这是性能优化的关键。`AddContent` 里:

cpp 复制代码
int fd = open((dir + path).data(), O_RDONLY);

char *mmRef = (char*)mmap(0, mmFileStat.st_size, PROT_READ, MAP_PRIVATE, fd, 0);

if(mmRef == MAP_FAILED) { close(fd); ErrorContent(buff); return; }

mmFile = mmRef;

close(fd);

buff.Append("Content-length: " + std::to_string(mmFileStat.st_size) + "\r\n\r\n");

把文件 mmap 到进程的虚拟内存后,**文件内容不进入用户缓冲区**,后面 `writev` 时直接把 mmap 指针交给内核,避免了 `read()` + `write()` 两次拷贝。`mmFile` 字段保存映射地址,析构时 `munmap` 释放。

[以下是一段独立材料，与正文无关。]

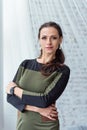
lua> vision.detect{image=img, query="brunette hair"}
[38,22,65,76]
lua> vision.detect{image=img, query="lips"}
[45,47,53,49]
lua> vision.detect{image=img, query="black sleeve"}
[7,60,27,112]
[22,67,70,108]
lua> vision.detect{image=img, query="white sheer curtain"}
[3,0,38,130]
[3,0,87,130]
[0,0,3,130]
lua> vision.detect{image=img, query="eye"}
[51,36,57,40]
[41,36,47,40]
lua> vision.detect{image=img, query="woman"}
[7,22,70,130]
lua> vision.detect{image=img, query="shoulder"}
[60,64,70,75]
[20,59,35,67]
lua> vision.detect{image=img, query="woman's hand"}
[6,82,17,94]
[39,104,58,120]
[25,104,58,120]
[6,82,23,98]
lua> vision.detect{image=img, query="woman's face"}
[39,27,62,54]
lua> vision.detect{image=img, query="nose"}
[47,38,52,44]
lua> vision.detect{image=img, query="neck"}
[38,54,55,64]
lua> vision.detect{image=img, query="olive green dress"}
[7,59,70,130]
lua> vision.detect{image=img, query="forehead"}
[40,27,58,35]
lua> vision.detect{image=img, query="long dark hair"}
[38,22,65,76]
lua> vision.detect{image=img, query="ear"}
[59,37,63,45]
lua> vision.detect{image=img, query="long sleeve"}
[7,61,25,112]
[22,66,70,108]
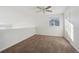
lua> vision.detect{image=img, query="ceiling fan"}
[37,6,52,13]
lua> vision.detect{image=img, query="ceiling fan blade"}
[46,10,52,12]
[45,6,51,9]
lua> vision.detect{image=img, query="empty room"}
[0,6,79,53]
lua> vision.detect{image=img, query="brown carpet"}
[2,35,77,53]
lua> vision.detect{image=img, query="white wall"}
[64,6,79,51]
[0,27,36,51]
[0,7,35,51]
[37,14,63,36]
[0,7,35,27]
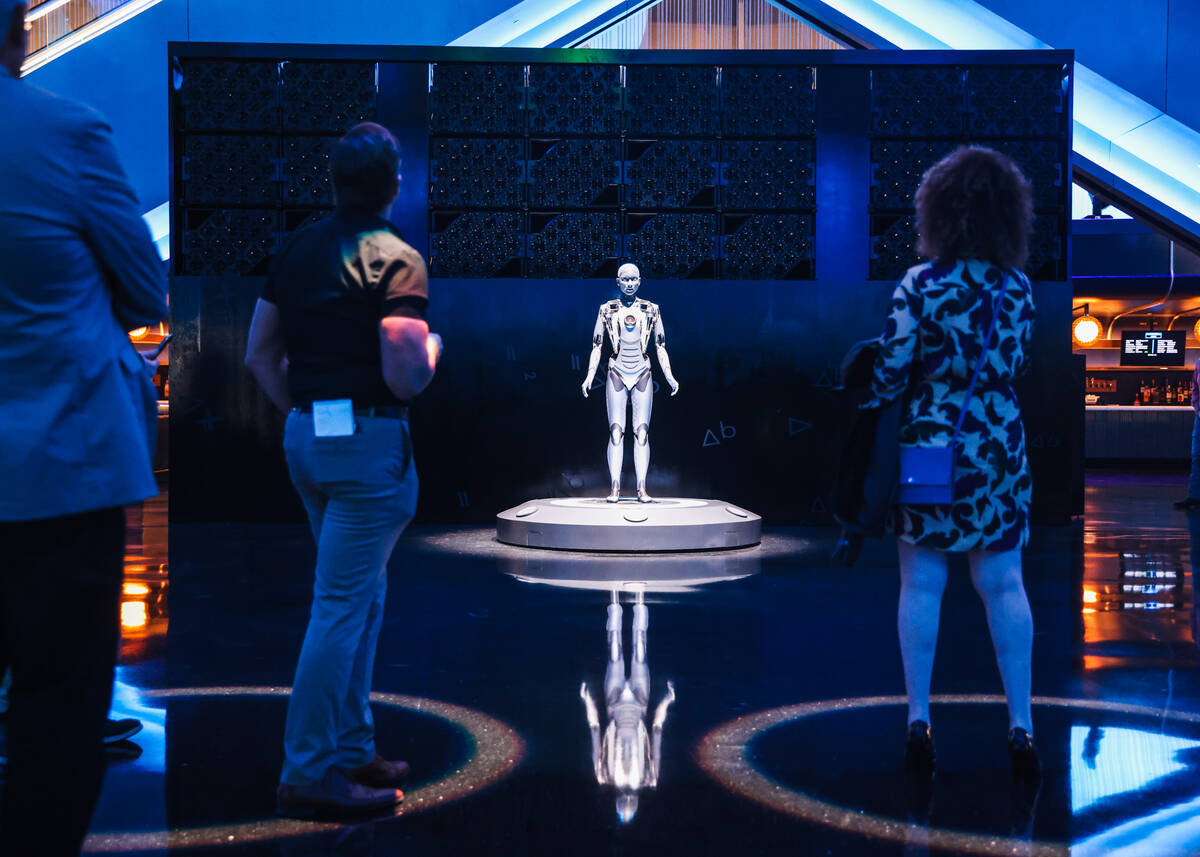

`ErrorContent` ------ mmap 失败的兜底

如果 mmap 失败(文件突然消失、被截断等),就生成一个简单的 HTML 错误页写到 `write_buf`:

cpp 复制代码
body += "<html><title>Error</title>";

body += "<body bgcolor=\"ffffff\">";

body += std::to_string(code) + " : " + status + "\n";

body += "<p>File NotFound!</p>";

`httpconn` 连接 + IO 粘合层

作用

`httpconn` 把一个 TCP 连接的所有东西打包:

套接字 `fd`、对端地址

自定义双缓冲 `read_buf / write_buf`

`iov\[\]` 用于 `writev`

一个 `httprequest` + 一个 `httpresponse`

静态成员:在线连接数 `user_cnt`、资源根目录 `src_dir`、是否 ET 模式 `isET`

`read()` ------ ET 模式必须读到 EAGAIN

cpp 复制代码
ssize_t httpconn::read(int *Error) {

    ssize_t len = -1;

    do {

        len = read_buf.ReadFd(fd, Error);

        if (len <= 0) break;

    } while (isET);

    return len;

}

ET(边缘触发)下,**一次 epoll 唤醒只通知一次**,必须循环 `read` 直到返回 `EAGAIN`(`len <= 0` 且 `Error=EAGAIN`),否则数据会一直留在内核缓冲区没人读。

`process()` 业务主入口

cpp 复制代码
bool httpconn::process() {

    request.init();

    if(read_buf.readable_Size() <= 0) return false;

    else if(request.Parse(read_buf))

        response.Init(200, src_dir, request.Path(), request.IsKeepAlive());

    else

        response.Init(400, src_dir, request.Path(), false);



    response.MakeResponse(write_buf);



    // iov[0] = write_buf (响应头)

    iov[0].iov_base = write_buf.BeginPtr();

    iov[0].iov_len  = write_buf.readable_Size();

    iov_cnt = 1;



    // iov[1] = mmap 出来的文件正文

    if(response.FileLen() > 0 && response.File()) {

        iov[1].iov_base = response.File();

        iov[1].iov_len  = response.FileLen();

        iov_cnt = 2;

    }

    return true;

}

注意**响应头写到 `write_buf`、响应体走 mmap**,所以 `iov0` 是 buffer、`iov1` 是 mmap 区。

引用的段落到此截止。